The final dinner of the trip wasn’t La Rambla, even though we were so tempted to go back for more. We headed to Thistle, a farm to table kind of spot. The menu rotates often and is written on a chalkboard when you first walk in. The whole meal kicked ass much like the previous night. Amazing service and even more amazing food. I knew immediately it would be another meat heavy night, so I let our server pick some wines. We started with a glass of gamay with the rabbit rillet and steak tartare. The quality of meat here is no joke. I fell in love with the rabbit on first bite. It was served in a little mason jar, had a delicious fatty top, and tenderly spread on every bite of bread. The tartare was some of the best I’d had. Again, I could have gone for three rounds of just this alone. The mains were lamb medallions on top of slightly sweet polenta in an addictive sauce and slices of rare+ beef on top of sautéed cabbage, blue cheese, and roasted potatoes. It was a great with the glass of cabernet franc. It was hard to pick favorite main. Probably the beef, if only because of it’s tangy notes. Savory always trumps sweet for me. We finished up the meal with a gin and parsnip cake and a meyer lemon panna cotta topped with berries and hazelnuts. I couldn’t decide on a dessert so Andrew picked both. What a gentleman. In the end, I think the cake won me over. The gin was a lovely aromatic element to the cake.

This morning we stopped into Community Plate, Thistle’s sister restaurant for a little breakfast before heading back home. It was a cozy, rustic place. The menu was simple. The coffee good. I had a simple bowl with a tender biscuit and housemade sausage gravy. The gravy was heavenly. I should have used a spoon. Andrew had the pork hash, and I just now realized I never got a bite. The horror.
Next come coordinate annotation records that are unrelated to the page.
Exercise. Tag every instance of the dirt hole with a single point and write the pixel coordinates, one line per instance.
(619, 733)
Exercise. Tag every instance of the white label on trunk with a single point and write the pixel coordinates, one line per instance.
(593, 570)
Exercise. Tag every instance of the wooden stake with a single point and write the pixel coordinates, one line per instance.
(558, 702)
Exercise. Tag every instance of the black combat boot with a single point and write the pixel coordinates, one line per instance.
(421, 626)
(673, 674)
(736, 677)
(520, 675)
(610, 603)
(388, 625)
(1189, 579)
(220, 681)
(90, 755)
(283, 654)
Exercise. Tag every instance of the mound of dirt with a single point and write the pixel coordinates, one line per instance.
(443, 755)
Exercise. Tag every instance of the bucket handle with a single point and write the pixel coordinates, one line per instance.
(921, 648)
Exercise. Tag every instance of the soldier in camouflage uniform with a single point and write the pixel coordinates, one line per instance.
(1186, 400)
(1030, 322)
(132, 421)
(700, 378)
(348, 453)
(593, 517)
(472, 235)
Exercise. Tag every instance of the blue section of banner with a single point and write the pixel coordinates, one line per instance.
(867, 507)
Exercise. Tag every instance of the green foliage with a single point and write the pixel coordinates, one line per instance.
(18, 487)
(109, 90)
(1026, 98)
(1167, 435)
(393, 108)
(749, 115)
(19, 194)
And now that I’ve written a novel, I really just want to sum up that McMinnville was awesome. There was so much more food I wanted to eat, wine I wanted to drink, and walking around I wanted to do. I feel like we’ve only scratched the surface of this great little town. It’s so close to Portland, and I’d never been in all my life. That’ll change now. It’s an easy day trip, but making a point to stay somewhere in-town was so much fun. A mini vacation. A delicious one. Andrew knows me well. That was a great way to celebrate.